How does PostgreSQL combine the use of two btree indexes via the AND
operator?
I find this page in the Postgres documentation to be highly surprising, to the point of implausibility:
https://www.postgresql.org/docs/current/indexes-bitmap-scans.html
This page seems to indicate that when a query contains a clause WHERE "col1" = 'A' AND "col2" = 'B'
, if both col1
and col2
are indexed, then a bitmap (apparently consisting of one bit for every row) is set up in memory for each of the two column indexes, and these are AND
ed together to find the result set of matching rows.
This seems extremely implausible to me, particularly for btree indexes, because this would mean that query time and memory consumption would both scale linearly in the number of rows in the database, regardless of the number of rows matching a given query, which would make Postgres unusable for many applications.
Please someone tell me that Postgres queries that only sparsely match rows in a table do not scale linearly with the total number of rows in the database!
If two btree indexes index the same table, I would be much more likely to believe that the indexes are combined by somehow intersecting the btree nodes directly (however that would look!). Personally if I were to implement this, I would create a btree containing the unique values in the database, then at each leaf node for each unique value, I would store a heap of the id
values that have the given value in the indexed column. Finding the common rows would then be quite easy, by intersecting the leaf node heap for each table.
I checked two different Postgres internals docs to see if I can see how this works, and I haven't yet found the answer I'm looking for...
You are kind of making up details the documentation intentionally doesn't provide.

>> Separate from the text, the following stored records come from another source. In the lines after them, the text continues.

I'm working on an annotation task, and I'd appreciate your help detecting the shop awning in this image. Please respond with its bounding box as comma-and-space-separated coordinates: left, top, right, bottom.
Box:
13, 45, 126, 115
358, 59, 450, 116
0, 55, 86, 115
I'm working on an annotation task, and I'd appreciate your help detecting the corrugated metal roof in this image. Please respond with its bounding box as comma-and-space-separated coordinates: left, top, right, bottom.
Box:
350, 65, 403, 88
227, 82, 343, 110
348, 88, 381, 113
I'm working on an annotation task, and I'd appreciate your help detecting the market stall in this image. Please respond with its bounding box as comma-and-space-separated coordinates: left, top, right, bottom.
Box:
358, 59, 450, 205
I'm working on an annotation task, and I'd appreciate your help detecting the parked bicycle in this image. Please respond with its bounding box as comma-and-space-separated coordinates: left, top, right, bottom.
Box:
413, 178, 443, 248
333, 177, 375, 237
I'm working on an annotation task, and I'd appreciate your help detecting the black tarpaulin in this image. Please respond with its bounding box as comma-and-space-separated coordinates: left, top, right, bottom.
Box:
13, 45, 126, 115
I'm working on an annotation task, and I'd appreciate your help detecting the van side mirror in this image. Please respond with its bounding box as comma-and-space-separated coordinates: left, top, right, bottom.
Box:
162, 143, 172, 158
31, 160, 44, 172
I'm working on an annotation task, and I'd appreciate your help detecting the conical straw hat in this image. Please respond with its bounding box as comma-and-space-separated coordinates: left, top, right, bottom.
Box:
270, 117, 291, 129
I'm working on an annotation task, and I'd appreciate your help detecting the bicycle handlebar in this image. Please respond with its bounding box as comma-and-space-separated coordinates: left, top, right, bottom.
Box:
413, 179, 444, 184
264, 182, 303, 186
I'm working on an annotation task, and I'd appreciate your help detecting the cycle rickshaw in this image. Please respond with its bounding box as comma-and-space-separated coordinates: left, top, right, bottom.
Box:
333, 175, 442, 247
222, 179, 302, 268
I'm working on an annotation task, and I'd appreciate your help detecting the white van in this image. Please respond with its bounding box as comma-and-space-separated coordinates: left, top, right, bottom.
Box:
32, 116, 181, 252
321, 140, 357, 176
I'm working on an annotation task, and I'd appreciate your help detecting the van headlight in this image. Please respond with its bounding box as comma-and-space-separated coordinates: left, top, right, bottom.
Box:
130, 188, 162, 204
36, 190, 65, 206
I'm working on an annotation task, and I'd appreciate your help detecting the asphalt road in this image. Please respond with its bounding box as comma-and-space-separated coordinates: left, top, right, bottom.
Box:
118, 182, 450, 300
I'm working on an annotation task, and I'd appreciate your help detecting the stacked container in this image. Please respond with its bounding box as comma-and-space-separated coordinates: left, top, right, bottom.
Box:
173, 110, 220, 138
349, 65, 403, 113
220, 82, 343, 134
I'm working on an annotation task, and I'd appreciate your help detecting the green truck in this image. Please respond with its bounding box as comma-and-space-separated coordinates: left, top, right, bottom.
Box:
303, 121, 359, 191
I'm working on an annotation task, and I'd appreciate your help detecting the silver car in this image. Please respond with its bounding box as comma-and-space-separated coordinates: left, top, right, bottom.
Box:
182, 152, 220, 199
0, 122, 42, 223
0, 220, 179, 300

Bitmaps are only combined within the same table, and within a table only pages which have rows to contribute are present in the data structure. With the present implementation, each block which contributes any rows takes about 64 bytes. Since they are purely in memory structures, the implementation can change freely between versions. The docs usually don't go into details on such things, as keeping the docs up to date with changes in implementation is very annoying.